Understand Wi-Fi scope, cellular limitation, and app behavior
| Traffic | Native Wi-Fi proxy likely applies? | What to verify |
|---|---|---|
| Browser HTTP/HTTPS on configured Wi-Fi | Usually | Exit IP, TLS, and authentication prompt |
| Another saved Wi-Fi network | No | That network has its own setting |
| Cellular data | No | Route returns to carrier unless another managed tunnel exists |
| Apps with custom networking | Maybe not | App documentation and observed route |
| UDP and non-HTTP protocols | Not generally | Protocol-specific client support |
This cellular limitation matters during testing: a phone can silently prefer cellular when Wi-Fi has no internet. Disable cellular data briefly only if safe and permitted, or watch the active network indicator, so a successful page load is not mistaken for successful proxy routing.
Mobile verification after saving
- Confirm the phone remains on the configured Wi-Fi network.
- Open a new private browser tab.
- Request a trusted HTTPS exit-IP endpoint and compare the direct baseline.
- Open a second approved HTTPS site and verify normal certificate behavior.
- Test one relevant app separately instead of assuming browser success covers it.
- Switch to cellular or another Wi-Fi network and confirm the setting’s boundary.
Expected observation: the browser shows the assigned proxy exit only on the configured Wi-Fi network, HTTPS remains valid, and applications that honor the system HTTP proxy follow the same route. Cellular data and other Wi-Fi networks should not inherit the setting.
Fix common Android and iPhone proxy failures
A connection failure before any prompt usually means a wrong host, port, route, or offline endpoint. A repeated credential prompt points to username/password rejection or a client method mismatch. If the browser works but one app does not, the app likely ignores the Wi-Fi proxy or needs its own configuration.
Never install an unknown certificate or disable TLS checks to make a warning disappear.

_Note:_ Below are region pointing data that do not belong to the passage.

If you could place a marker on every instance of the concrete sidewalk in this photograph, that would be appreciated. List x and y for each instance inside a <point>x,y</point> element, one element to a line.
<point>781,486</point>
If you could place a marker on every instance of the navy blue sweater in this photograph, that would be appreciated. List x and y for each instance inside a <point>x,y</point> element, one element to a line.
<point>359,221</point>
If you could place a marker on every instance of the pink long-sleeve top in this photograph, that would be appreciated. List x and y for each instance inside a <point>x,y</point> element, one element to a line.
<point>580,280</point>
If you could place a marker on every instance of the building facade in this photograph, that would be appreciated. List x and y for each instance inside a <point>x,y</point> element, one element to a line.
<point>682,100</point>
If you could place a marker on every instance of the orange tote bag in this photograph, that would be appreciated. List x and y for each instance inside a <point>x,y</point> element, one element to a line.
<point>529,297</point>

Use the common proxy error guide to separate 407, timeout, DNS, TLS, and destination failures. Use the proxy verification guide for repeat and location checks.
Remove the mobile proxy cleanly
Return to the same Wi-Fi network’s proxy screen and choose None or Off. Reconnect, repeat the exit baseline, and remove saved credentials from any app that stored them. Do not forget the setting on a shared or frequently used network because an expired endpoint can later make that Wi-Fi appear broken.
Privacy and safety limits: a phone proxy does not encrypt traffic that lacks its own protection, cover every application, replace a VPN, or grant access to restricted services. Use only approved networks and accounts, keep credentials private, and verify actual app behavior.
Choose a mobile-compatible proxy only after checking scope
If the real requirement is browser traffic on one Wi-Fi network and a stable exclusive exit, confirm HTTP proxy authentication support and compare the brief with current private proxy options. Device-wide or cellular routing needs a different, explicitly managed design.